Expat foods: born and bred abroad
Being born to expat parents can be difficult. Confusion over or even a lack of identity can reign, as you don’t know whether to attach your loyalties to your parents’ home or the country that you were born in. The easy question of where you are from suddenly becomes complex, and people’s assumption over your origins are often incorrect or just plain irritating.
Dishes are also victims of this nuisance, so I thought it would be fun to take a look at some expat born foods, whose heritage may lie in distant lands but were in fact born far from their “parents’” home.
The food that many of us have probably only ever thought of as a good idea as we stumble home after a long night. The familiar neon sign seductively flashing the word “open” drawing us in like sheep to the smell of spiced lamb – it’s the famous Dönner kebab.
If you were asked where this delicacy was from, you would probably reply Turkey. But you’d be wrong. It was in fact the creation of a Turkish expat, Mahmut Aygun, who upon witnessing a rabble of sauced punters returning home for the night thought it would be far more practical if they could take their food with them as they struggled through the night. Substituting the traditional rice for pita bread and a homemade yoghurt sauce, a legend was born in Germany that has spread across Europe with a drunken fury.
Chicken tikka masala
If you are from, living in, or have even been to the UK, you will know that there are three things that we hold dear to us: tea, Stephen Fry, and a good old British curry.
What’s that, curry isn’t from the UK? True, we all know that curry hails from Asian countries such as India and Bangladesh, and I’m probably going to the ruffle the feathers of a few naysayers out there, but the chicken tikka masala was in fact first created in Scotland. The legend goes a bit like this…
It was a dark and stormy night in Glasgow, and a local bus driver had just finished his night shift. Hungry, he went in search of a hard-earned chicken curry, only to be disappointed when it arrived; it was far too dry, so he sent it back.

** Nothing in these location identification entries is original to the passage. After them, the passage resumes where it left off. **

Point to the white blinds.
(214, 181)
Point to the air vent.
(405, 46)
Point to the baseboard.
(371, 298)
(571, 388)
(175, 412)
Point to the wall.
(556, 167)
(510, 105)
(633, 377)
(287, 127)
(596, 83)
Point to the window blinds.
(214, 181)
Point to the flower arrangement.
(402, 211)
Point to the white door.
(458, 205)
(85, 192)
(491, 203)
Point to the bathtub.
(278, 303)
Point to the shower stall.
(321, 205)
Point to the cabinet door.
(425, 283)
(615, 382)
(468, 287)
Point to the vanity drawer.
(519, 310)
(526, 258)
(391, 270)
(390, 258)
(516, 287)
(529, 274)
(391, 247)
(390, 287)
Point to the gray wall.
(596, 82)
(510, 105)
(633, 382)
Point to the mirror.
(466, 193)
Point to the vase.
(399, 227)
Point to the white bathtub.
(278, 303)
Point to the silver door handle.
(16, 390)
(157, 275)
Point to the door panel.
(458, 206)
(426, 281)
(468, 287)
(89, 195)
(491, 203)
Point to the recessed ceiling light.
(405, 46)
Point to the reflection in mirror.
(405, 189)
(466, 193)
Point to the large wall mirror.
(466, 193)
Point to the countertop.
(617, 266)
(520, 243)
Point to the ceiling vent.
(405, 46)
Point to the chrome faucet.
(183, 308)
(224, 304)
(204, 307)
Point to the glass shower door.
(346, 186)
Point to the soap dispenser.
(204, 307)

The cook, enjoying a bowl of tomato soup, decided that this, with the addition of a few choice spices, would satisfy his customer. And how right he was, and this blend has since satisfied millions of curry lovers for decades. It is so loved, in fact, that there was even a (failed) attempt to attribute European Union protected status of the dish to Glasgow.
This pleasant pastry is not actually an expat baby, but many of you may be surprised to learn that it is a true expat in the form of food, emigrating from Austria to France in the 18th century. Marie Antoinette brought her love for croissants to Paris from Vienna and it soon integrated itself into the culture and became a beloved staple. With current news in mind, wouldn’t it be great if all expats moving from country to country were met with such joy?
Do you know of any other expat or expat-baby foods? Which of these were you most surprised by?